Надзиратель орет о том, что время закончено, и вся комната озаряется красным мигающим светом, призывая всех вставать со своих мест и возвращаться на ожидающую койку. Милкович знает, что это их не последняя встреча, но не может отпустить его просто так, хочется сделать все возможное, чтобы оказаться рядом. Теперь всё кажется важным. Микки так не хотел смотреть на него, точно зная, что сейчас он не окажется рядом и не сможет крепко обнять, но когда в детстве детям говорили «не смотри на сварку – ослепнешь», они слушались, и боялись туда глянуть, а Милкович смотрел. Нарушал все, ебанный ты в рот, законы. Ему не страшна никакая сварка. Поэтому он решается заглянуть в зелёные глаза, от которых веет таким же теплом, как и прежде. От этого внутри что-то трепещет, и он понимает, что вот он, тот самый сладостный момент, который описан во всех книжках, о котором сняты миллионы фильмов, и теперь это случилось с ним. Милкович всегда осознавал, что он скорее наполовину пуст, чем полон. Он подозревал, что ему никогда не наполнить внутренности чем-то, кроме еды и выпивки. А теперь чувство того, что внутри даже не бабочки, а целая стая животных носится табунами, до боли приятна.

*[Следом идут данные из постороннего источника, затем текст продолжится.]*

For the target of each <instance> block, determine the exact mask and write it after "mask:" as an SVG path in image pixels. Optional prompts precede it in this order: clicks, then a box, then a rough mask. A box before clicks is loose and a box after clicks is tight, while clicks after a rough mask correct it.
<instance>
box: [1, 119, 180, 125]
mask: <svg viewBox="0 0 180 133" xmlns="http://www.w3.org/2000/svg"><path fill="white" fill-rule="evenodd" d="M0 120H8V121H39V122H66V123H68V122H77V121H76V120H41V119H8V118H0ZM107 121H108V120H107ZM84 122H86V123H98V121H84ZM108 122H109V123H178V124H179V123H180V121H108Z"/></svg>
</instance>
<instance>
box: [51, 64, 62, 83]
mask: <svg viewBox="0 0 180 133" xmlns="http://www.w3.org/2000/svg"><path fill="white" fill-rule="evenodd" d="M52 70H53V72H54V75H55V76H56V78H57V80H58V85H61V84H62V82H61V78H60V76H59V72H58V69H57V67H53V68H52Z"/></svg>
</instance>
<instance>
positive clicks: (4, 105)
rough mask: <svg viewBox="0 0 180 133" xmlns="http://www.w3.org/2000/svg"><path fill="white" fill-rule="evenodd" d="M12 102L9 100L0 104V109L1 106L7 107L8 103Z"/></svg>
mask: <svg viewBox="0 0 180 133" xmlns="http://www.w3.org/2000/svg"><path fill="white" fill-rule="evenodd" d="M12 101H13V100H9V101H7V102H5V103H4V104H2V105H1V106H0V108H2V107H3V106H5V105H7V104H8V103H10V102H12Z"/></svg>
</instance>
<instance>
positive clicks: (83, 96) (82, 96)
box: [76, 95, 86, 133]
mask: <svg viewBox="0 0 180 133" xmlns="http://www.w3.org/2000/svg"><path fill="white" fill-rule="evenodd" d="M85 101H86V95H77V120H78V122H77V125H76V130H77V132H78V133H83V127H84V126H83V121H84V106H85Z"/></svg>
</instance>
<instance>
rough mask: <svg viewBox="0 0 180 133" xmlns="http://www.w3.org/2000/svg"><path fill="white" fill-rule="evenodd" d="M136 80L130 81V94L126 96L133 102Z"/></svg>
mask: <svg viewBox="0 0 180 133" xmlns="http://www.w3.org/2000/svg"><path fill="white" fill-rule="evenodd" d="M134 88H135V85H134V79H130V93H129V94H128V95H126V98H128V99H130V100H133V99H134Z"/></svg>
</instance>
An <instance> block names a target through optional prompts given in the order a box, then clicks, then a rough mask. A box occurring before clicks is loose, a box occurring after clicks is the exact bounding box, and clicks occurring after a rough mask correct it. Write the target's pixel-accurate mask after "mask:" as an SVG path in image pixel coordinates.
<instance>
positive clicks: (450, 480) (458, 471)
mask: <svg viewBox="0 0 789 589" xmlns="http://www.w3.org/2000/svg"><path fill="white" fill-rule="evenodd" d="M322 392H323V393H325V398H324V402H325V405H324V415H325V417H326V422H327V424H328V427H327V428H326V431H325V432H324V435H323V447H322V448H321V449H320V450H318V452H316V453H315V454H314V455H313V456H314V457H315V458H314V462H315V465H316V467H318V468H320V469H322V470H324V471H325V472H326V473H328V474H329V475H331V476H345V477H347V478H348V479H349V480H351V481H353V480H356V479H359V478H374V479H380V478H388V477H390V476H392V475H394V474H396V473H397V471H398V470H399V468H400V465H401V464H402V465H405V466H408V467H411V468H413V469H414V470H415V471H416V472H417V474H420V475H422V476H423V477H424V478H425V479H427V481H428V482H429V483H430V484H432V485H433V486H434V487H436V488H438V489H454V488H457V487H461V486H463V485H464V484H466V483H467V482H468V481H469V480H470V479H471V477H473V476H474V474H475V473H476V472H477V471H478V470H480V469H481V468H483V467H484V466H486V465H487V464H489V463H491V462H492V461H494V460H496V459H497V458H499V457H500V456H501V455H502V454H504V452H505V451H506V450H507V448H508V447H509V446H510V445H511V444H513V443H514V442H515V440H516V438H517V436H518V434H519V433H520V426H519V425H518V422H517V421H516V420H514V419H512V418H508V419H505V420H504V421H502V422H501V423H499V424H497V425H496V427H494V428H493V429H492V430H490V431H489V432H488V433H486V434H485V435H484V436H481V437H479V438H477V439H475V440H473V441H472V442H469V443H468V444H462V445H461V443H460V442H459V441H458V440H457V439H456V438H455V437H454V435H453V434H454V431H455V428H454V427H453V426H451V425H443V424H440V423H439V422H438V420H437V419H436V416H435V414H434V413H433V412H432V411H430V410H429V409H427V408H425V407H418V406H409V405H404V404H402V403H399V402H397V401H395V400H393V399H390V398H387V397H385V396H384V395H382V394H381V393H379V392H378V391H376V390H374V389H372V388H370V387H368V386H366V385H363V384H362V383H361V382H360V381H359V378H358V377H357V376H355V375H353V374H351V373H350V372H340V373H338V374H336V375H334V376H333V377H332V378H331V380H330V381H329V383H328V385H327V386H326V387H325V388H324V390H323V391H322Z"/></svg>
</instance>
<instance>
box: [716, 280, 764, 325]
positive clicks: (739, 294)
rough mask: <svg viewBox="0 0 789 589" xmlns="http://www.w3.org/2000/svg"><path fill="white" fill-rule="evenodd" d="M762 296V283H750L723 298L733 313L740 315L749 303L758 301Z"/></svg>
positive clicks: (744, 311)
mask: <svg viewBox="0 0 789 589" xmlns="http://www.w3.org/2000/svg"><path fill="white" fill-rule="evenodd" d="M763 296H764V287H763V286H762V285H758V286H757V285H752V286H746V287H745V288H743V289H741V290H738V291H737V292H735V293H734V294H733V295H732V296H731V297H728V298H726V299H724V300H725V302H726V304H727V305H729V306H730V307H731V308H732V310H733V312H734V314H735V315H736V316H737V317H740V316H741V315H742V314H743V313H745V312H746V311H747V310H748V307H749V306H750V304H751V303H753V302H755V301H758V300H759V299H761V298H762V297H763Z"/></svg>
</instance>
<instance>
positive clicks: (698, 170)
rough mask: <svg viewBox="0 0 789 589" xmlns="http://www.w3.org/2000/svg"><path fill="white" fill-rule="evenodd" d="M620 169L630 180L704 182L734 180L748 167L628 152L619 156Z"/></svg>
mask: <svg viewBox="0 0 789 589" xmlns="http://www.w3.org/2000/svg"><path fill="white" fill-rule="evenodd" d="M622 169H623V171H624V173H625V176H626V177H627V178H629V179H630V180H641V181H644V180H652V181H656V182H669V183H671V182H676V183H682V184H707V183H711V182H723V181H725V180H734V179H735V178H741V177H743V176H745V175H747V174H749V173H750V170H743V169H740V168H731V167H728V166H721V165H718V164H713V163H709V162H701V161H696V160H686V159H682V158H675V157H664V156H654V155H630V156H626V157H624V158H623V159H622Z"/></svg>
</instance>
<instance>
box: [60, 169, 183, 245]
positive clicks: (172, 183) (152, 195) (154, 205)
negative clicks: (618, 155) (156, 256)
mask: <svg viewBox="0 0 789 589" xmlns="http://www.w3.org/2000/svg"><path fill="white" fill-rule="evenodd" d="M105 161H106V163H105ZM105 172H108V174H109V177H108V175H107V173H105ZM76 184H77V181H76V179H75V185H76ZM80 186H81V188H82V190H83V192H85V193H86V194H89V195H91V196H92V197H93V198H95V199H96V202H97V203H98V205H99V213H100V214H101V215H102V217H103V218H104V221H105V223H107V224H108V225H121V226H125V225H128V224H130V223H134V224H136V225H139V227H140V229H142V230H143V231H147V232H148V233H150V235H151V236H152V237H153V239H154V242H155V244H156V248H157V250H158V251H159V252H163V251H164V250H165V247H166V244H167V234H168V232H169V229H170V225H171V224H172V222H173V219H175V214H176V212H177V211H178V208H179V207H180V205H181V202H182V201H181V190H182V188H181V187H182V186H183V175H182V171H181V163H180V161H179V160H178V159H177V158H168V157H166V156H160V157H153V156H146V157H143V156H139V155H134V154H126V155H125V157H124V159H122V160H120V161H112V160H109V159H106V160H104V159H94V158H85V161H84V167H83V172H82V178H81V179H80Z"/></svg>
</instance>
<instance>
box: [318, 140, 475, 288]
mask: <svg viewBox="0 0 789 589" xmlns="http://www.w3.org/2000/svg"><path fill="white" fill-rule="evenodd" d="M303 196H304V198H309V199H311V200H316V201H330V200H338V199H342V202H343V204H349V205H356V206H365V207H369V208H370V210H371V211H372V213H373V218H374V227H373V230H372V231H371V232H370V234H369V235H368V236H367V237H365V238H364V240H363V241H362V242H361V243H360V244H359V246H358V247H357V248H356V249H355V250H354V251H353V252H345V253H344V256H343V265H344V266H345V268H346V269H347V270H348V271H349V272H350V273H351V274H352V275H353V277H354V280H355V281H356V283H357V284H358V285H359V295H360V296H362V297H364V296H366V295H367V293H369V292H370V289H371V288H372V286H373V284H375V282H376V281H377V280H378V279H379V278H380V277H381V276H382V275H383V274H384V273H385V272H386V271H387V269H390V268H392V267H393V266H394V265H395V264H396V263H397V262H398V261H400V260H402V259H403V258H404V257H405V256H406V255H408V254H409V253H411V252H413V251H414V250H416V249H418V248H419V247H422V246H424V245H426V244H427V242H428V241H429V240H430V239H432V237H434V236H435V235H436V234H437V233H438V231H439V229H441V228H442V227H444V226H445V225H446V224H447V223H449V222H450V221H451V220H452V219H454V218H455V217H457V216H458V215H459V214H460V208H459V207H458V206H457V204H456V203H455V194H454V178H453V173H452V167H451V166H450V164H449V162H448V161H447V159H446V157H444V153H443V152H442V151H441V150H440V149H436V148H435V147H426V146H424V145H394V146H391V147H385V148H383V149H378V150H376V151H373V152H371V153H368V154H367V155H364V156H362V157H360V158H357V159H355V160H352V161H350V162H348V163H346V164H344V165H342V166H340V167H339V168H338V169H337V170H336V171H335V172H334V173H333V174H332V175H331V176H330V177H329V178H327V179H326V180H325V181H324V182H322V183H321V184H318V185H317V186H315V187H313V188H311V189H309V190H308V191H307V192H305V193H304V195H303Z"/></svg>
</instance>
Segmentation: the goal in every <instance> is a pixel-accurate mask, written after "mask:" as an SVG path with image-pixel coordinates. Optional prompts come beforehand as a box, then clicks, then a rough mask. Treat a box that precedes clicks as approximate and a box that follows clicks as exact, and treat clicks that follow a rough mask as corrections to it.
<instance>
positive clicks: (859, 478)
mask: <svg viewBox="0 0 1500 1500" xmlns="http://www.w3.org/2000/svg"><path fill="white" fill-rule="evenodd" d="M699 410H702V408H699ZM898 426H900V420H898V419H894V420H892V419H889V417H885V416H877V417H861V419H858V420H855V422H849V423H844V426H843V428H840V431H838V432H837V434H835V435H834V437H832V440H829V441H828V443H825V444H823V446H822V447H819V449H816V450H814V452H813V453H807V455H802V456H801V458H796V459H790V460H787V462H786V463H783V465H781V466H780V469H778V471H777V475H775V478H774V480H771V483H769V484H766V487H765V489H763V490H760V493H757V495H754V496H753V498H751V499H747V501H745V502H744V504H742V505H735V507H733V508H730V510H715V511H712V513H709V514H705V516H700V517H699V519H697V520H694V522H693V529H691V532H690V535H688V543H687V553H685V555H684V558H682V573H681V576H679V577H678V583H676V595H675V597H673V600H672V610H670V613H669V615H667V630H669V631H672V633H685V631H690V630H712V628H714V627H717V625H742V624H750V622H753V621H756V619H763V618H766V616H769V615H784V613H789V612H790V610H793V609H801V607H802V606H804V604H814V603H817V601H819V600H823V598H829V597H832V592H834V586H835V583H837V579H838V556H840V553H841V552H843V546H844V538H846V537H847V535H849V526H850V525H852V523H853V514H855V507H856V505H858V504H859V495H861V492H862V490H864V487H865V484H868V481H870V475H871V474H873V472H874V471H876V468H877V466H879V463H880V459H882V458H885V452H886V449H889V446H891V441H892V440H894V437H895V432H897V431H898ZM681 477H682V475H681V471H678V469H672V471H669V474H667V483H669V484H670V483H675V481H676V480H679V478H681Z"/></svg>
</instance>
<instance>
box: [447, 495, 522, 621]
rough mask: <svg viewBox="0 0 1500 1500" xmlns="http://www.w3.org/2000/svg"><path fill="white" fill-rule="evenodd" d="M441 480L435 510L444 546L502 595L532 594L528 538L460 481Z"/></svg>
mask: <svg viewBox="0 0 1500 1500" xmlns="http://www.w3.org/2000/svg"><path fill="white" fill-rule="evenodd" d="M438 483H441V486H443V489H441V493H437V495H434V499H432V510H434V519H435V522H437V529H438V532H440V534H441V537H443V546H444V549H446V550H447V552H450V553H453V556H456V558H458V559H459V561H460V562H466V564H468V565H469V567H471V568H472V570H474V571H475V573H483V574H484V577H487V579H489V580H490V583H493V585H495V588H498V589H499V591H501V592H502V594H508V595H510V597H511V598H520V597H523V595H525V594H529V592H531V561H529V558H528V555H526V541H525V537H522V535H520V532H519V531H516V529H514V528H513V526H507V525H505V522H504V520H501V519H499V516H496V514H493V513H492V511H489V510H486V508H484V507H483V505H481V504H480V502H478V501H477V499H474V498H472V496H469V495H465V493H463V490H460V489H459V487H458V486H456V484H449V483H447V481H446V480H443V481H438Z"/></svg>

— Блять, ты мне… — он все ещё как-то странно зыркает по бокам, а потом набирает в лёгкие достаточно воздуха, чтобы произнести эту фразу быстро и на одном дыхании. — Пиздец, как нравишься, Йен, — кровь в жилах только ускоряет свои действия, и кажется, будто на него вылили сразу все ведро холодной воды, настолько это было неожиданным, но он уверен, что это не все. Хочется ещё добавить какую-то фразу, чтобы выразить ей всю серьёзность. — До этого я и близко не чувствовал ничего такого, — он немного опускает голову вниз, стесняясь, и его щёки чуть-чуть наливаются красным. У Микки Милковича, блять, краснеют щёки. Жалко, что этот процесс нельзя хоть как-то взять под свой личный контроль и выглядеть более строже. Брюнету нравится это чувство, которое явно больше, чем просто взаимная симпатия, и даже если он все ещё относится к этому с опаской, то когда поднимает голову — все сомнения летят далеко, он не жалеет.
Галлагер улыбается, так по-настоящему, отчего сердце Микки бьёт сильнее, чем его кулаки, оно готово вырваться из груди, вырывая и кроша за собой лёгкие. Он расслабляется, в его глазах появляется та жизненная искра, которая могла бы совсем погаснуть. Уголки губ поднимаются вверх, оставляя за собой отпечаток чего-то хорошего. Представляете, да? Такого нежного и мягкого, что не смущает тот факт, что его сейчас ожидает суд, тюремный срок и прочее неминуемое дерьмо. Если раньше Милкович считал школу хуйней, то сейчас это кажется самым лучшим периодом в его жизни, даже если в итоге он оказался в этом месте. Озлобленный мужик подгоняет, буквально отрывая Микки от стула, и говорит что-то вроде: «Ещё встретитесь», и от этого становится легче.